DC/OS™ supports allocating GPUs (Graphics Processing Units) to your long-running DC/OS services. Adding GPUs to your services can dramatically accelerate big data workloads. With GPU-based scheduling, you can share cluster resources for traditional and machine learning workloads, as well as dynamically allocate GPU resources inside those clusters and free them when needed. You can reserve GPU resources for the workloads that need them, or pool these GPU-enabled resources with the rest of the infrastructure for higher overall utilization. After installing DC/OS with GPUs enabled, you can specify GPUs in your application definitions with the gpus parameter.

Installing DC/OS with GPUs Enabled

GPUs must be enabled during DC/OS installation. Follow the instructions below to enable GPUs based on your specific DC/OS deployment method.
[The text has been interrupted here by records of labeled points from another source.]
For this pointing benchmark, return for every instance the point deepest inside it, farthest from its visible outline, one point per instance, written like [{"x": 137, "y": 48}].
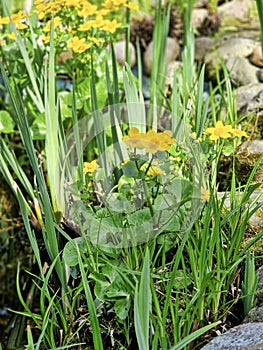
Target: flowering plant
[{"x": 156, "y": 189}]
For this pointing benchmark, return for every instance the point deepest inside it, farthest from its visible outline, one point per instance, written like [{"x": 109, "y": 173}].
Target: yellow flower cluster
[
  {"x": 19, "y": 19},
  {"x": 80, "y": 18},
  {"x": 76, "y": 22},
  {"x": 152, "y": 171},
  {"x": 152, "y": 141},
  {"x": 90, "y": 167},
  {"x": 223, "y": 131}
]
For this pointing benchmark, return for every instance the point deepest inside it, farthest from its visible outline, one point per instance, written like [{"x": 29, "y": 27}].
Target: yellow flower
[
  {"x": 239, "y": 133},
  {"x": 87, "y": 10},
  {"x": 152, "y": 171},
  {"x": 132, "y": 6},
  {"x": 17, "y": 17},
  {"x": 72, "y": 3},
  {"x": 57, "y": 22},
  {"x": 90, "y": 167},
  {"x": 11, "y": 36},
  {"x": 85, "y": 26},
  {"x": 78, "y": 45},
  {"x": 4, "y": 20},
  {"x": 21, "y": 26},
  {"x": 134, "y": 138},
  {"x": 94, "y": 40},
  {"x": 111, "y": 26},
  {"x": 205, "y": 195},
  {"x": 151, "y": 141},
  {"x": 219, "y": 131},
  {"x": 46, "y": 39}
]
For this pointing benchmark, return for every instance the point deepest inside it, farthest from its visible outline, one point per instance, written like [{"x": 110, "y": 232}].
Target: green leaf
[
  {"x": 70, "y": 253},
  {"x": 6, "y": 123},
  {"x": 101, "y": 285},
  {"x": 122, "y": 307},
  {"x": 130, "y": 170},
  {"x": 142, "y": 305}
]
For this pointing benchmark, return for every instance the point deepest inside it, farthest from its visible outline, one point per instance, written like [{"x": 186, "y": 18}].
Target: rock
[
  {"x": 256, "y": 57},
  {"x": 171, "y": 69},
  {"x": 240, "y": 10},
  {"x": 198, "y": 17},
  {"x": 172, "y": 52},
  {"x": 254, "y": 315},
  {"x": 247, "y": 155},
  {"x": 203, "y": 45},
  {"x": 248, "y": 336},
  {"x": 232, "y": 47},
  {"x": 249, "y": 98},
  {"x": 120, "y": 53},
  {"x": 241, "y": 71}
]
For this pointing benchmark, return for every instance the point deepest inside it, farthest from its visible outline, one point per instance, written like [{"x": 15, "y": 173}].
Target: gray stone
[
  {"x": 249, "y": 98},
  {"x": 198, "y": 17},
  {"x": 232, "y": 47},
  {"x": 120, "y": 53},
  {"x": 256, "y": 57},
  {"x": 203, "y": 45},
  {"x": 247, "y": 155},
  {"x": 254, "y": 315},
  {"x": 240, "y": 10},
  {"x": 172, "y": 52},
  {"x": 248, "y": 336},
  {"x": 241, "y": 71}
]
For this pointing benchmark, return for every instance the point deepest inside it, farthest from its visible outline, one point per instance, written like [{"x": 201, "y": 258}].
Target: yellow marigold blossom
[
  {"x": 37, "y": 2},
  {"x": 111, "y": 26},
  {"x": 11, "y": 36},
  {"x": 4, "y": 20},
  {"x": 17, "y": 17},
  {"x": 88, "y": 10},
  {"x": 21, "y": 26},
  {"x": 78, "y": 45},
  {"x": 219, "y": 131},
  {"x": 72, "y": 3},
  {"x": 132, "y": 6},
  {"x": 94, "y": 40},
  {"x": 102, "y": 12},
  {"x": 90, "y": 167},
  {"x": 152, "y": 171},
  {"x": 135, "y": 139},
  {"x": 57, "y": 22},
  {"x": 99, "y": 22},
  {"x": 126, "y": 161},
  {"x": 85, "y": 26},
  {"x": 151, "y": 141},
  {"x": 205, "y": 195},
  {"x": 239, "y": 133}
]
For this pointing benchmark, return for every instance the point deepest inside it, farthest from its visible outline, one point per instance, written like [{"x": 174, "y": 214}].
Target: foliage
[{"x": 133, "y": 244}]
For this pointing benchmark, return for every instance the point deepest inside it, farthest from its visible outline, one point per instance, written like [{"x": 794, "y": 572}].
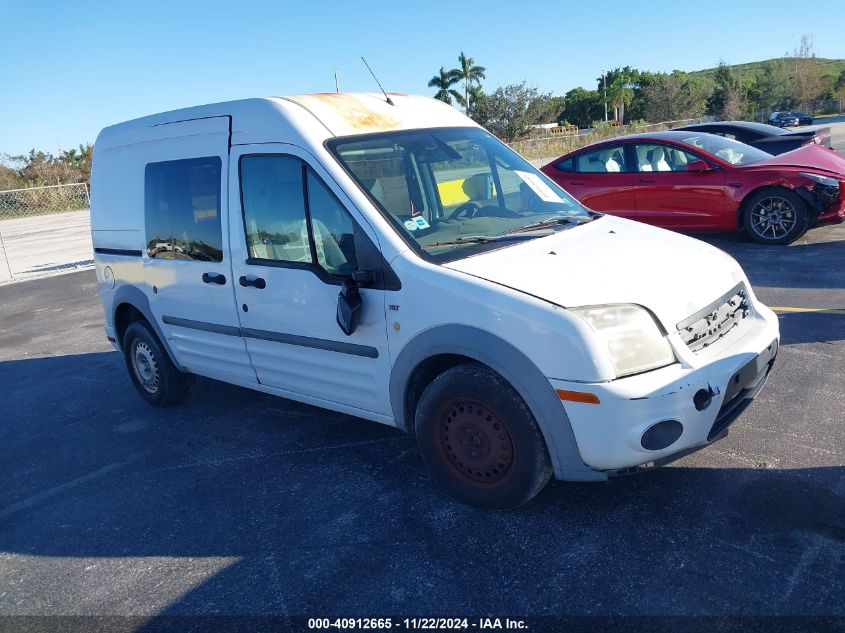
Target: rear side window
[
  {"x": 182, "y": 209},
  {"x": 605, "y": 160}
]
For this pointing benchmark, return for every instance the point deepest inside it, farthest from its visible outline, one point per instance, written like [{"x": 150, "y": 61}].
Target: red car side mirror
[{"x": 698, "y": 165}]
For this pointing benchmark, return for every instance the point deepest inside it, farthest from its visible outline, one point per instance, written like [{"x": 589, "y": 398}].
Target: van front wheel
[
  {"x": 152, "y": 372},
  {"x": 480, "y": 440}
]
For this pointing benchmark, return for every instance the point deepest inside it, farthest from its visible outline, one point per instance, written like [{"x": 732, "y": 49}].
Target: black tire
[
  {"x": 152, "y": 372},
  {"x": 778, "y": 210},
  {"x": 480, "y": 440}
]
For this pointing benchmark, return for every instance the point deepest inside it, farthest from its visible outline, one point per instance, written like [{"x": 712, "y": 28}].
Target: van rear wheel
[
  {"x": 480, "y": 440},
  {"x": 152, "y": 372}
]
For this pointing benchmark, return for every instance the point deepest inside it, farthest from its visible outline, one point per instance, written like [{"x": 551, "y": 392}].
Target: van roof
[{"x": 308, "y": 118}]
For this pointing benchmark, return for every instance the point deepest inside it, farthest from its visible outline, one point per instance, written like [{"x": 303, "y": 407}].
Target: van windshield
[{"x": 453, "y": 189}]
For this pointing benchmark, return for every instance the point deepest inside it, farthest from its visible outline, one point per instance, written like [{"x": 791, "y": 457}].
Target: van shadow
[{"x": 243, "y": 504}]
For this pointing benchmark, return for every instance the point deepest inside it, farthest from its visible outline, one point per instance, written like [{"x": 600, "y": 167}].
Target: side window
[
  {"x": 656, "y": 157},
  {"x": 566, "y": 165},
  {"x": 290, "y": 215},
  {"x": 274, "y": 209},
  {"x": 605, "y": 160},
  {"x": 182, "y": 209},
  {"x": 333, "y": 229}
]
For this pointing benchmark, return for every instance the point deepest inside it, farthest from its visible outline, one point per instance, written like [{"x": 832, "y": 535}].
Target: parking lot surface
[{"x": 239, "y": 503}]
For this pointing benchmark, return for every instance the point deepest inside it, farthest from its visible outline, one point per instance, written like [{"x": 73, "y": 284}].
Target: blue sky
[{"x": 72, "y": 68}]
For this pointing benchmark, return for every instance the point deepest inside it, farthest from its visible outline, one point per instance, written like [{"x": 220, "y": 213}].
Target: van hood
[{"x": 613, "y": 260}]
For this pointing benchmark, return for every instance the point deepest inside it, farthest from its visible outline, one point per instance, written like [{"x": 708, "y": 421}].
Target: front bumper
[{"x": 609, "y": 435}]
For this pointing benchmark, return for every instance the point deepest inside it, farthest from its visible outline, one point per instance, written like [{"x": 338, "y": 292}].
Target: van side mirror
[{"x": 349, "y": 306}]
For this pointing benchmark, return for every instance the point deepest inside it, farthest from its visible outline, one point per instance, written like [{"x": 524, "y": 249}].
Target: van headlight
[{"x": 632, "y": 337}]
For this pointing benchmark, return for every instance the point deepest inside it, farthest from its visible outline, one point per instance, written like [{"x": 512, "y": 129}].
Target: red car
[{"x": 694, "y": 181}]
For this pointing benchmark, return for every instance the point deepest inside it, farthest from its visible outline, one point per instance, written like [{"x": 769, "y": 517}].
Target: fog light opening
[
  {"x": 702, "y": 399},
  {"x": 659, "y": 436}
]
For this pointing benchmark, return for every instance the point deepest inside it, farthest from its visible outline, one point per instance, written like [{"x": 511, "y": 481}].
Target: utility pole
[{"x": 604, "y": 82}]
On-Prem DC/OS Installation with GPUs

Install the NVIDIA® Management Library (NVML) on each node of your cluster that has GPUs. The minimum required NVIDIA driver version is 340.29. For detailed installation instructions, see the Apache® Mesos® GPU support documentation.
Install DC/OS using the custom advanced installation instructions. Here are the GPU-specific configuration parameters:
- enable_gpu_isolation: Indicates whether to enable GPU support in DC/OS. By default, this is set to enable_gpu_isolation: 'true'.
- gpus_are_scarce: Indicates whether to treat GPUs as a scarce resource in the cluster. By default, this is set to gpus_are_scarce: 'true', which means DC/OS reserves GPU nodes exclusively for services that are configured to consume GPU resources. It is important to note that this setting will influence which agent nodes of a GPU-aware framework will be deployed on DC/OS. This setting does not influence the individual tasks which the frameworks might launch while the framework is running. It is possible for a framework to schedule a non-GPU task on an agent node where GPU’s are present.
- marathon_gpu_scheduling_behavior: Indicates whether Marathon will schedule non-GPU tasks on nodes with an available GPU. Default is restricted.
- metronome_gpu_scheduling_behavior: Indicates whether Metronome will schedule non-GPU tasks on nodes with an available GPU. Default is restricted.
For more information, see the configuration parameter documentation and Mesos Nvidia GPU Support documentation.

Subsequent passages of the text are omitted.